Gardner is the researcher leading a new clinical trial, announced last week, for young adults with relapsed acute lymphoblastic leukemia, or ALL, who are considered to have less than 20 percent chance of survival.

Meet our newest Geek of the Week, and continue reading for her answers to our questions — including her aspirations for the research, and the source of her inspiration.

You and your colleagues are genetically modifying blood cells — reprogramming them to fight a specific type of cancer. It sounds pretty incredible. How does it work, and what are the potential implications?

The immune system is a very powerful tool that your body is equipped with.  For decades people have been looking at ways to reprogram your immune system to recognize and fight cancer.  It turns out that cancer cells have become very adept at evading the immune system as a way to stay alive.  What we are doing is reprogramming a patient’s T-cells (the infection fighting cells of your immune system) to recognize leukemia cells and then infusing them back into the patient.  When the reprogrammed T cells enter the patient’s body, our hope is that they will immediately go to work, hunt down any leukemia cells and kill them.  Once the T cells have done their work, a small number of them would persist in the body and be able to detect any resurgence of the cancer cells, kill them, and prevent the patient from relapsing.

This is much different than the way we currently treat cancer in which the drugs are given to the patient, kill the cancer cells, but then the drugs are gone and unable to prevent a relapse if the cancer tries to re-emerge.  Another way in which this treatment creates a paradigm shift is that we are specifically targeting the cancer cells.  The vast majority of cancer treatments don’t just target the cancer cells, but can affect all the cells in your body.  Our ultimate goal is that we can use this therapy to replace some or all of our current therapy.
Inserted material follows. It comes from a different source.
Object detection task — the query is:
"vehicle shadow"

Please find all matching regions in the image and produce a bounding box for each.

How did you end up being part of this research, and what does it mean to you, personally?

When I was in college, I spent my summers at the National Institutes of Health doing research on T-cells and became very interested in the field of immunology.  During my medical training, I decided I wanted to specialize in pediatric oncology, and once I learned of the field of immunotherapy, I was hooked.  It was the perfect intersection of T cells and oncology.  What better way to treat cancer than using your own body?  The people who have come before me have advanced the field tremendously, and I feel incredibly lucky to have landed in a place where I’m working with leaders in the field and in a community that has truly embraced this research.

Does this approach show any promise for the treatment of other types of cancer, as well?
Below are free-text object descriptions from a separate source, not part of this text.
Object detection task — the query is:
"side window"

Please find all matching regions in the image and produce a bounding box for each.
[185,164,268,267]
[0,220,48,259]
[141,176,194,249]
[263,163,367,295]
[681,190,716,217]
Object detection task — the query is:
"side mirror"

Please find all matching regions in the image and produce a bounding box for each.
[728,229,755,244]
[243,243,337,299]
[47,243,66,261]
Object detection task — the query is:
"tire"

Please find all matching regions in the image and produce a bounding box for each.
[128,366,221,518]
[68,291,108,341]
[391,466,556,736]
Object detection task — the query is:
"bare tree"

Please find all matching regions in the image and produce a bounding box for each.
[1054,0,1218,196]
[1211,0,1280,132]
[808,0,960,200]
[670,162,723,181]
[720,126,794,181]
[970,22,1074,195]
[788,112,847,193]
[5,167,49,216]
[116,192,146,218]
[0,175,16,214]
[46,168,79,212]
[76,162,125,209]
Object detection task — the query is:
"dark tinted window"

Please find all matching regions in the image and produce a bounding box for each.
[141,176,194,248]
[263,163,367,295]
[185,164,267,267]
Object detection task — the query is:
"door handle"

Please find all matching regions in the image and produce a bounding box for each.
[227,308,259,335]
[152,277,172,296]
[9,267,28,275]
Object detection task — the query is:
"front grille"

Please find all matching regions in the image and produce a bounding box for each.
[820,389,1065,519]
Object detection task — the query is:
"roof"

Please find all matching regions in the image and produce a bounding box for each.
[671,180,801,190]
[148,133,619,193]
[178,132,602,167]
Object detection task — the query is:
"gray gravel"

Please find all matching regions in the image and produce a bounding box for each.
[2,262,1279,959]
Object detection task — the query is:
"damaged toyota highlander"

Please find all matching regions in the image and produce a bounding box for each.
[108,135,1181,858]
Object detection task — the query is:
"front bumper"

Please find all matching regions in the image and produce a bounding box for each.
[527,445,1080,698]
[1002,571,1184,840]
It does.  Our goal is to be able to offer this therapy to all patients with cancer.  Currently we have encouraging results in the lab using the same technology to reprogram T cells to treat Neuroblastoma, Brain Tumors and Sarcomas.  The platform for generating the modified T cells is the same, we just change the receptor that is expressed by the T cells to recognize each particular type of cancer.  For each type of cancer, we have to look for a protein that is expressed on the surface of the cancer cell and see if we can create a receptor to recognize it. Dr. Mike Jensen (director of Ben Towne Center for Childhood Cancer Research) likens the receptor to Velcro in that it causes the T cell to stick to the cancer cell, which allows the T cell to kill the cancer cell.  Once we have identified the protein, we need to look carefully to see if it is expressed on heathy cells as well.  The ideal target is a protein that is only expressed on the cancer cell. That is hard to find and often times we pick a target that is expressed on the cancer cell and a limited amount of healthy cells.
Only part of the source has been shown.